A warning on value-added was given by Mathematica Policy Research an organization working for the U.S. Education Department, which is headed by Education Secretary Arne Duncan, a supporter of the method. Mathematica said the value-added system was a useful evaluation tool but:

“Our results strongly support the notion that policymakers must carefully consider system error rates in designing and implementing teacher performance measurement systems that are based on value-added models… Consideration of error rates is especially important when evaluating whether and how to use value-added estimates for making high-stakes decisions regarding teachers (such as tenure and firing decisions)...

“Using rigorous statistical methods and realistic performance measurement schemes, (this) paper presents evidence that value-added estimates for teacher-level analyses are subject to a considerable degree of random error…”

In the Times’s evaluation system, the possibility of error is expressed as confidence levels, in terms of plus and minus. The margin of error for English scores is plus or minus five for the highest and lowest scorers. For math, it is plus or minus seven. Accuracy is even lower for teachers in the middle. I checked the evaluation of a teacher I know to be outstanding. Like the others, his name was listed with a colored bar, divided up into sections ranging from “least effective” to “most effective.” A diamond marked his position on the chart. I looked at the chart and read the brief text but saw no reference to confidence levels, or possibility of error.

The teacher was rated “more effective.” He was on the line between “more effective” and “most effective” in math. He was near the line on English and in overall standing. Because of the error factor, he could well have crossed the line on math and actually be in the “most effective” category. That is because of the plus or minus factor in the confidence level. The same could be true in English and in the overall standing. A parent looking at the evaluation could wrongly conclude that he was not as good as a “most effective” teacher when actually he might have been robbed of being in that top category by an error.

I asked Times Asst. Managing Editor David Lauter about this. “We took several steps to deal with the inherent error rate that is involved in any statistical measure,” he said in e-mail. “First and most importantly we did not publish any individual score…Instead, we reported the scores only in broad categories.”

True, no individual numbers were published. But the sharp looking color bar and the text gave as powerful a message as publishing the actual ratings. And while the Times explained the possibility of sampling error, it did so in an article found elsewhere on the web site in its teacher evaluation package. It would take a dedicated reader to dig out this important bit of information. Lauter disagreed, saying the information was accessible. He has more faith than I do in readers rooting out information from the Times web site.

Another research organization, the Economic Policy Institute, also raised a point about the sampling. Such test results, EPI said, usually do not come from classes where students were enrolled at random or by chance.
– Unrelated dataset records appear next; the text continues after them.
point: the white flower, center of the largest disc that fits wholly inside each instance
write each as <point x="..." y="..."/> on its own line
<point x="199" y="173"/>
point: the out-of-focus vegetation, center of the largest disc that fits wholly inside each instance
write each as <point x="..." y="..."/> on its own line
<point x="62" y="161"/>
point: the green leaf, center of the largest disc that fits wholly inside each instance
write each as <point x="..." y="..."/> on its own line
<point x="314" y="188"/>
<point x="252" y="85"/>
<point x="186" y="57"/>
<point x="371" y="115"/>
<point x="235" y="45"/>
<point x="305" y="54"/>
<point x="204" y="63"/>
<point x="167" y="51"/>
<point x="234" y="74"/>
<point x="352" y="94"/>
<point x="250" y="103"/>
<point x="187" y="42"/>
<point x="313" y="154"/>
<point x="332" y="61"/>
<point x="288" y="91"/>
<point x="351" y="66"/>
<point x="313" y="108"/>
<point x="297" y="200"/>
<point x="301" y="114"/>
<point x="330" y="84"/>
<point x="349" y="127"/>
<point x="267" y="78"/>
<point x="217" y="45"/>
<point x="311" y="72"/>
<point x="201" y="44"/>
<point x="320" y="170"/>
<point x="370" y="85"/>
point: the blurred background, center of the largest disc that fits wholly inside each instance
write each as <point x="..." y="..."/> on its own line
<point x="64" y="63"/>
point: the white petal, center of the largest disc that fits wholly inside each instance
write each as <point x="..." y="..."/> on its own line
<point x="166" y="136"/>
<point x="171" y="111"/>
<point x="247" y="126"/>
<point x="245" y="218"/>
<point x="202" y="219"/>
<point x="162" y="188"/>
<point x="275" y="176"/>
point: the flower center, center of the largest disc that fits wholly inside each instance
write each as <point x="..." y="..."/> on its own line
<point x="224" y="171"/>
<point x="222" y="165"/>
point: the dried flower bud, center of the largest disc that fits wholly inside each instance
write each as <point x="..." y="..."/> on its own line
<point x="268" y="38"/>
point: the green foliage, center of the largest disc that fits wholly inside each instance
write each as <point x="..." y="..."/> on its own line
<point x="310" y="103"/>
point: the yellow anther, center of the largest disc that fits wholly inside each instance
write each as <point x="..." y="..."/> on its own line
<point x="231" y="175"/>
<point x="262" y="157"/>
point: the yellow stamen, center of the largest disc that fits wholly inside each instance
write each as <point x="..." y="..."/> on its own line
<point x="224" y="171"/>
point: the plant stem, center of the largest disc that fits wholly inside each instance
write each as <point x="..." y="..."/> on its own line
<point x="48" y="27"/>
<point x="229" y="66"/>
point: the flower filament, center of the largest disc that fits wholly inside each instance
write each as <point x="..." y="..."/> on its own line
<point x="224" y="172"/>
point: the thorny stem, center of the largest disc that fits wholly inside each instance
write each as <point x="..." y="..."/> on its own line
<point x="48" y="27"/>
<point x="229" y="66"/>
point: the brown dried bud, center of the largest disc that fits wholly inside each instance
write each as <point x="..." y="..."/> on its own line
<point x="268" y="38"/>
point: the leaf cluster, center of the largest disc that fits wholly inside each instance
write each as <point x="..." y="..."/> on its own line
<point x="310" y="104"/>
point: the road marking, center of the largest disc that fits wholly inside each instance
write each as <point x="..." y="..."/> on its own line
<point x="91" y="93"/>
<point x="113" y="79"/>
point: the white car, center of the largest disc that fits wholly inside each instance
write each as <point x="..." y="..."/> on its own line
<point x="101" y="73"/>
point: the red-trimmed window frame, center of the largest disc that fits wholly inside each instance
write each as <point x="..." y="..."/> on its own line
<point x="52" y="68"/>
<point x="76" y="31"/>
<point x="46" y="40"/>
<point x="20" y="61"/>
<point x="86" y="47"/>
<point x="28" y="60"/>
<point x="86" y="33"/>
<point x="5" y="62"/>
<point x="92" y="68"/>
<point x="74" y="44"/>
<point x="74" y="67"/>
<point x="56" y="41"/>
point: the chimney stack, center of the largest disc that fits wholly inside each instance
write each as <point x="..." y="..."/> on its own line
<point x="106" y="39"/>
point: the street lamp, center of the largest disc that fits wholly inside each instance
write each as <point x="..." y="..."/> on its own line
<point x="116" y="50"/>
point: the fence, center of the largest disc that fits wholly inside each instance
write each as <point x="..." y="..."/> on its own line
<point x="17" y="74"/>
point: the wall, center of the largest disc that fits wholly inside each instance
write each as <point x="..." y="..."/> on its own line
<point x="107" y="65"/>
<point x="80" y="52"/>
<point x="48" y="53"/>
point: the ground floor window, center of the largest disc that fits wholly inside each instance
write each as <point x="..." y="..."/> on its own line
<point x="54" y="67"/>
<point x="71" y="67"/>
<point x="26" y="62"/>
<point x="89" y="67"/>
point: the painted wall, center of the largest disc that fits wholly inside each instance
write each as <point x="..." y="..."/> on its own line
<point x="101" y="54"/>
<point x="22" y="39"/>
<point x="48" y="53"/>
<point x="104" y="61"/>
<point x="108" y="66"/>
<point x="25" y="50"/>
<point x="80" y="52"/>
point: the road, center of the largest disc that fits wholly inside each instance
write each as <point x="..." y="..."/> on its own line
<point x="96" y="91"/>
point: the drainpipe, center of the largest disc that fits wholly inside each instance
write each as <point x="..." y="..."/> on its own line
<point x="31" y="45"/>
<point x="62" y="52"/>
Random sampling is important in statistical reporting. EPI said classes usually are formed by “non-random selection.” Examples of such classroom assignment are: principals spreading high and low achievers among classrooms; separating troublemaking friends; rewarding or punishing teachers with “good” or “bad” classes and yielding to parental pressure.

Lauter said some researchers “have made a considerable point” of the non- random selection issue but he said the Times’s analysis “reliably takes into account differences among students and produces unbiased results.”
He said the paper explained the error factor to its readers and that its articles repeatedly said, “value-added is just one measure” of a teacher’s work.

The Times should have done much better in filling out the story of this controversial evaluation measure and emphasizing the chance for error. It should have made a greater point of value-added being just one factor in judging a teacher. Most experts figure it should be about 30 per cent. The on-line evaluation of the teacher I know has no mention of the many other qualities he brings to the classroom. All anyone sees is his value-added score.

From the powerful first story featuring two “least effective” teachers to the posted data base of the elementary teachers’ scores, the package suggests that that value-added was the decisive factor in the Times evaluation of teachers. In fact, the construction and play of the stories and the charts told readers that this was THE evaluation.